Eventually Miss Lao passed by, reclining on a large papier maché horse. She was facing the other way, though, so I didn’t really get any good photos. Once the parade was over I was hot and tired and sweaty, so I walked straight down the middle of the craziest part of the street. It didn’t take long before I was drenched to the skin, mostly thanks to a guy wielding a pressurized hose, who was clearly upping the ante on the whole water fight business. If this kind of escalation keeps up we can expect to see fire hoses and water bombers in Luang Prabang for Pi Mai 2554.

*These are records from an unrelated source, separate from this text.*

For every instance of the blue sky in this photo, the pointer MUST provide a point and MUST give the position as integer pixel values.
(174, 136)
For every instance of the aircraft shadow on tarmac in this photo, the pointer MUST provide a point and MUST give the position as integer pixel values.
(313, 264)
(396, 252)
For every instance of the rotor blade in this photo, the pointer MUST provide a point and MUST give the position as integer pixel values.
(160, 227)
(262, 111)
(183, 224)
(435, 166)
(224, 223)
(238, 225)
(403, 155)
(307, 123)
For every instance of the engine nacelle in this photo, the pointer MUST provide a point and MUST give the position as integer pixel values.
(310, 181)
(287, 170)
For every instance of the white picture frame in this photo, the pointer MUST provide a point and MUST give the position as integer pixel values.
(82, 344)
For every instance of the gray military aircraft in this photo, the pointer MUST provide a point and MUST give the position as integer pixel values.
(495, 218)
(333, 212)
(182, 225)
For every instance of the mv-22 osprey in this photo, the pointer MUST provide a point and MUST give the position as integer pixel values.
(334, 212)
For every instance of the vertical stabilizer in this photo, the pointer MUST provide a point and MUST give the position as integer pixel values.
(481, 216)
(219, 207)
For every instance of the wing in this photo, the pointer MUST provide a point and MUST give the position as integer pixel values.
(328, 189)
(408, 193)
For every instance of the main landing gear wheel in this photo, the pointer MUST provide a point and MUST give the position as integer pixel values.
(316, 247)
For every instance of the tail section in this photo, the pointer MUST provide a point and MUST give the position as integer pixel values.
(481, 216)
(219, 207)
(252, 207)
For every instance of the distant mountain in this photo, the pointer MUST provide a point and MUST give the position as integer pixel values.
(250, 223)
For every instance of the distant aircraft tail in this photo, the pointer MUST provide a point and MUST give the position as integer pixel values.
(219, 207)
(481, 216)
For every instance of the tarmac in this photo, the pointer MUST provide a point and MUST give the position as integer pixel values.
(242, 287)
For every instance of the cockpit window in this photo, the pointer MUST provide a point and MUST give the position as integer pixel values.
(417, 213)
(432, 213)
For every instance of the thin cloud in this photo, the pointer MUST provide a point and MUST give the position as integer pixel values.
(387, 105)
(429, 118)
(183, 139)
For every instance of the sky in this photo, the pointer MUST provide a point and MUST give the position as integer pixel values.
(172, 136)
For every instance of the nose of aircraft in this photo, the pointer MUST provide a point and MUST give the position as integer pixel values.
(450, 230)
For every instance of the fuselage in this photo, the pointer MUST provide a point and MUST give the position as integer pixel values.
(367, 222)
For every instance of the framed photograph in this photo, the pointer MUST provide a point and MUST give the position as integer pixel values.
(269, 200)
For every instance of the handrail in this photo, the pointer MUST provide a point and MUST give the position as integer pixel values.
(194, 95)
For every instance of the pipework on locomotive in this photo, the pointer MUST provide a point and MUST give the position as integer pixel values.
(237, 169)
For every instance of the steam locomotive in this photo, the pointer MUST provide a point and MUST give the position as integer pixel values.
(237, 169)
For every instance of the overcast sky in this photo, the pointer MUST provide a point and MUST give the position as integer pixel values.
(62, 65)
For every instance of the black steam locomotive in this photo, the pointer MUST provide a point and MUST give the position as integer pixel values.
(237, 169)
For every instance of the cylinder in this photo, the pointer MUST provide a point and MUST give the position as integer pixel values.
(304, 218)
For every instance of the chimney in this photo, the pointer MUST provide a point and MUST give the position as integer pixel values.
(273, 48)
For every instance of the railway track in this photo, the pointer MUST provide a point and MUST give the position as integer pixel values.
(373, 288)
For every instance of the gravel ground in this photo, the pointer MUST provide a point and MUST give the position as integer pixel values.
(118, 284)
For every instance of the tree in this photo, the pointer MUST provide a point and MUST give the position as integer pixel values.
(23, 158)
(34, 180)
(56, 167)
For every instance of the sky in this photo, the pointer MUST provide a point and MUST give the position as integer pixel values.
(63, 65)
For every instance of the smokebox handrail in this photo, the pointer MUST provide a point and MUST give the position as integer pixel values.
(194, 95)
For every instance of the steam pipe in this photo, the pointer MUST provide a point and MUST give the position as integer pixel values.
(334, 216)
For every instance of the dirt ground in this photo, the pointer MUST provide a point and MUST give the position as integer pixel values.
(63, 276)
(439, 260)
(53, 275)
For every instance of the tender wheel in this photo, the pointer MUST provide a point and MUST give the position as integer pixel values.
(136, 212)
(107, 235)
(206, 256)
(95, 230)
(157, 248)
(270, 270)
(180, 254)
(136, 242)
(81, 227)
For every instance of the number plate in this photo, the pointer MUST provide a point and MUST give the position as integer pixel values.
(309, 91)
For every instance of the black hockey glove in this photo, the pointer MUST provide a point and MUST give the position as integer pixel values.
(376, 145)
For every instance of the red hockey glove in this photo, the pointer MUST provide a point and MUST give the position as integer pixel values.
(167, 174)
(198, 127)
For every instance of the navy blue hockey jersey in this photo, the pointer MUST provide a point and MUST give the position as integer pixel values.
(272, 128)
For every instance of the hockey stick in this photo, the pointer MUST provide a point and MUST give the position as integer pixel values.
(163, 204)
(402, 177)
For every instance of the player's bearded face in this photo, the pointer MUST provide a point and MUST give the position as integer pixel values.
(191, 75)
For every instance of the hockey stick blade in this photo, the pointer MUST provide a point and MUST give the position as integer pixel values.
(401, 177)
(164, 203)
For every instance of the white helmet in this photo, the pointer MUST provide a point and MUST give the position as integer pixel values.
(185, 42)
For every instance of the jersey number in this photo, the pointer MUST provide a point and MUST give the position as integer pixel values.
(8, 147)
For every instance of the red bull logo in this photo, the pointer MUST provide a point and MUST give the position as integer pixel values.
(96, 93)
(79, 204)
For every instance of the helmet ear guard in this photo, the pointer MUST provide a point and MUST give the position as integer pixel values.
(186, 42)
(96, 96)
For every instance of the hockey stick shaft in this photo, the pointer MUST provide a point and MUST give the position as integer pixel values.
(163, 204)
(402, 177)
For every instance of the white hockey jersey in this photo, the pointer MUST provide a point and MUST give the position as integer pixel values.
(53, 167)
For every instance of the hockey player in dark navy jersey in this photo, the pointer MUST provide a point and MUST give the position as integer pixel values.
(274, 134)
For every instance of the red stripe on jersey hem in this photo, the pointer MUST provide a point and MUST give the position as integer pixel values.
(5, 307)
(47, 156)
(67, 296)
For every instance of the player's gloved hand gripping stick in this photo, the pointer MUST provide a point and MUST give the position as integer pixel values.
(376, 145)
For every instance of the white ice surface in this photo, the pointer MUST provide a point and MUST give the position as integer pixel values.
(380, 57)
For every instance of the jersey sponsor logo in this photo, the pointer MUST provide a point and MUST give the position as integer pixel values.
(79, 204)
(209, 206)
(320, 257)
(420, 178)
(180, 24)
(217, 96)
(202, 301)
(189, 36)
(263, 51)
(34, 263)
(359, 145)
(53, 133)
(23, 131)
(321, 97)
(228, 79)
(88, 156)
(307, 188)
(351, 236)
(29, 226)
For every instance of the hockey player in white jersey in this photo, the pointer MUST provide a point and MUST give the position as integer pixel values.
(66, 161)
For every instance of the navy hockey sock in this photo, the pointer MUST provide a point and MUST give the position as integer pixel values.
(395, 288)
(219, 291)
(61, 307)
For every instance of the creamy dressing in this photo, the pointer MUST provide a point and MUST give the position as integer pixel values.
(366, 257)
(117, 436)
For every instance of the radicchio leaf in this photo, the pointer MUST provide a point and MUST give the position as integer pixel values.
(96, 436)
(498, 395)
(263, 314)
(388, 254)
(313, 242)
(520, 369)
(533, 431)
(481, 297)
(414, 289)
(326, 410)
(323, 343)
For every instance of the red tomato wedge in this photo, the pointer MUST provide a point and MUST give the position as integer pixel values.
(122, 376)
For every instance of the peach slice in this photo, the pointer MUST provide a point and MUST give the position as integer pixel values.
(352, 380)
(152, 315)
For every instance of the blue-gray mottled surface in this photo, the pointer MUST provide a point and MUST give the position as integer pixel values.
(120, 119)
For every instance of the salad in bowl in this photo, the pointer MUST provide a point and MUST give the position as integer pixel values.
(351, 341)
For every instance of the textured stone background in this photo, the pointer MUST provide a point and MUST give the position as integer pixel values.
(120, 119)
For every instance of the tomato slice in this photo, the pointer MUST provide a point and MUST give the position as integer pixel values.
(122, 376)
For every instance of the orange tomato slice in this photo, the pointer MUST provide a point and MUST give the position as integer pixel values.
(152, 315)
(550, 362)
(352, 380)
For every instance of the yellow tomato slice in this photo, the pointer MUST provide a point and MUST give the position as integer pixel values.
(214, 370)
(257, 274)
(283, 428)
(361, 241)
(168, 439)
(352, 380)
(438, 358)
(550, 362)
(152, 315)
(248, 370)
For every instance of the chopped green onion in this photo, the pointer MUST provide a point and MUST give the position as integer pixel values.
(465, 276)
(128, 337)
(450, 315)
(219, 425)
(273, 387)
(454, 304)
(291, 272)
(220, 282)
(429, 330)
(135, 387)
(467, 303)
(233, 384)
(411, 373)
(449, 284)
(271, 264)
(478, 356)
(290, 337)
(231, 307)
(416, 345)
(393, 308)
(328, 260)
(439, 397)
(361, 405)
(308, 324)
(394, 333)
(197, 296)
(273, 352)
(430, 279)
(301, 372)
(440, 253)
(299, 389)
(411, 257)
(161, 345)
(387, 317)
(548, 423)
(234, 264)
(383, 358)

On Day Three of the festivities there was, you guessed it, another parade! Naturally they could not leave Miss Laos stranded up at the Wat Xieng Thong, so on the day after the south-to-north parade everyone saddled up again for the trip north to south. I decided to skip the second parade because by that time I was suffering from a bit of Pi Mai fatigue and starting to grow moss between my toes from being wet all the time.
There was another Pi Mai tradition that caught my attention – I noticed women wandering around with bundles of tiny wicker cages. Inside each cage was a pair of live birds! It turns out that the birds are for sale, the intention being that you gain spiritual merit by releasing them from their captivity. (Nevermind that it would seem that greater spiritual merit might come from not imprisoning the birds in the first place…). On my first morning while I was having breakfast, I got approached by one of these vendors, so I went ahead and paid my 20,000 Kip ($2.40) for a pair of birds.
I think that local people take their birds to a temple to release them, but I didn’t bother with that. I just let mine go right away, making sure to get a few photos from some friendly Alaskan tourists who were sitting at the next breakfast table (with an empty bird cage next to them, so clearly they knew the drill).
Later on I saw little boys who had gathered up the abandoned, empty cages, so I suspect there’s some recycling going on there. I think the birds may actually be recycled too – someone told me they’re trained to come back, probably because they get food from their handlers. Some of the people selling the birds were also selling fingerling-sized fish swimming around in little bags of water (of course they were in bags!). I assume you were meant to release the fish into the river. The whole thing was really interesting.
Of course Pi Mai is about more than just dousing passers-by. And of course there's actually a reason for the water-play. My understanding is that it’s about cleansing yourself and others for the New Year. When I got watered down by Lao locals in the side streets (as opposed to the crazy gangs on the main drag) you could tell they were doing it with a sense of playfulness, but also with respect and genuine good wishes. I was told that they also wash the Buddhas in the temples at this time every year and on Day Two of the festival I discovered a quiet temple just off the main street and saw evidence of this very thing. The monks had set up a long serpent-shaped downspout arrangement, and were using it to pour water over a Buddha at ground level. I’d seen these serpent thingies in other temples and always wondered what they were for, so it was very cool to see one in use.